Servidores da Justiça do Trabalho realizam movimento em Araguari
De acordo com Maria da Glória Botelho, servidora da 1ª Vara de Trabalho de Araguari, a Justiça do Trabalho aderiu ao movimento grevista nessa terça-feira, 23. “Desde o ano de 2006 estamos sem a recomposição salarial, assistindo a inflação corroer nosso poder de compra e vendo o sucateamento do Poder Judiciário. Temos travado uma luta muito grande em todo o Brasil”.
A servidora ressalta que o objetivo não é o reajuste e nem o aumento salarial. “Temos sido desvalorizados, pois não há um plano de carreira e nem a reposição da inflação anual, então, a greve é nossa última arma para alcançar esse objetivo. O Judiciário possui mão-de-obra altamente especializada. A exigência para os técnicos é de nível médio, mas muitos possuem mestrado e doutorado. São pessoas que investem na carreira, pensando em prestar um bom serviço à sociedade, mas para isso precisamos de uma boa estrutura, além de merecermos uma vida digna”.
A Justiça do Trabalho possui um quadro de 25 servidores, incluindo oficiais de justiça. “Estamos atendendo apenas serviços de urgência, como expedição de alvará, entrega de guias, cumprimento de acordos, dentre outros serviços essenciais, para evitar prejuízos aos jurisdicionados”.

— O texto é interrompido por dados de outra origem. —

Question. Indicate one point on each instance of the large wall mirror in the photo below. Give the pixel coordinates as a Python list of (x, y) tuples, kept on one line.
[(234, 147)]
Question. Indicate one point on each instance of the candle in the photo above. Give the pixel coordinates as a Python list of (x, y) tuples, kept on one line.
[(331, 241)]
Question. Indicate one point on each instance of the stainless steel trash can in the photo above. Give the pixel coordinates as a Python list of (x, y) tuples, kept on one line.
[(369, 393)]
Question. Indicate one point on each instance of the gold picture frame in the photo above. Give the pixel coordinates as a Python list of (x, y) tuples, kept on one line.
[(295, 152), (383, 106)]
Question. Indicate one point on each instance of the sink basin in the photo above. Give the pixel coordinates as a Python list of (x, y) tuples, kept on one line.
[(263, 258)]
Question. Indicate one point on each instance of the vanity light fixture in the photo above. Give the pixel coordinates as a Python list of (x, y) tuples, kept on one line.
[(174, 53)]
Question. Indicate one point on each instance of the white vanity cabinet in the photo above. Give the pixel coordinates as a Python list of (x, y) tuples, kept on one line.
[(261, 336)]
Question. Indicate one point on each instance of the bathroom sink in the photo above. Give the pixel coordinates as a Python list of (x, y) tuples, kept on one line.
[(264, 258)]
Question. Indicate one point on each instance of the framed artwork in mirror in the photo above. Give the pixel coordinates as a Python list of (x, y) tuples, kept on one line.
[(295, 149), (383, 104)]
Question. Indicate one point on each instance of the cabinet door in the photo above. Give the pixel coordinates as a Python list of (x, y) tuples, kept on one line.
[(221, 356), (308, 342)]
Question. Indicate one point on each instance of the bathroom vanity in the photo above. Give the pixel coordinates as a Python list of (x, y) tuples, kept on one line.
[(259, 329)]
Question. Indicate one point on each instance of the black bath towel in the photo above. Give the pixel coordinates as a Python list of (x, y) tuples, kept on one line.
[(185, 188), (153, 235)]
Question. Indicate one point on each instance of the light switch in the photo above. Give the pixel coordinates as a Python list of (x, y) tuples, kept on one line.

Maria Botelho pede a compreensão dos araguarinos. “Contamos com o apoio da sociedade e pedimos desculpas pelos transtornos. Sabemos que a greve causa contratempos, mas são quase dez anos de perda salarial. Queremos oferecer um atendimento digno a todos àqueles que procuram a Justiça”.
Justiça Eleitoral
O chefe da 16ª Zona Eleitoral, Fernando Guetti, comenta que o órgão esteve paralisado nos dias 17 e 18, mas entrou em greve por tempo indeterminado a partir dessa quarta-feira, 24. “Estamos apenas com atendimento de protocolo de urgência, respeitando o mínimo de 30% exigido pelo Tribunal”.
Fernando Guetti comenta que esteve em Uberlândia, nessa quinta-feira, 25, apoiando o comando de greve. “Somos quatro servidores efetivos no Tribunal. Participamos aqui no município de um ato de duas horas e nessa sexta-feira estaremos na Justiça Federal. Todos os serviços aqui estão suspensos. Pedimos a compreensão e apoio da população, pois esse é um movimento legítimo. Não estamos pedindo nada exorbitante, mas sim a recomposição dos salários”.
Os representantes araguarinos das justiças estarão em Brasília, no dia 30, para participar do movimento nacional. Maria Botelho comenta que, desde 2009, a justiça tem lutado pela implementação do projeto. “Temos sido ignorados pelo governo, que até o momento não apresentou nenhuma proposta, mas continuaremos lutando”.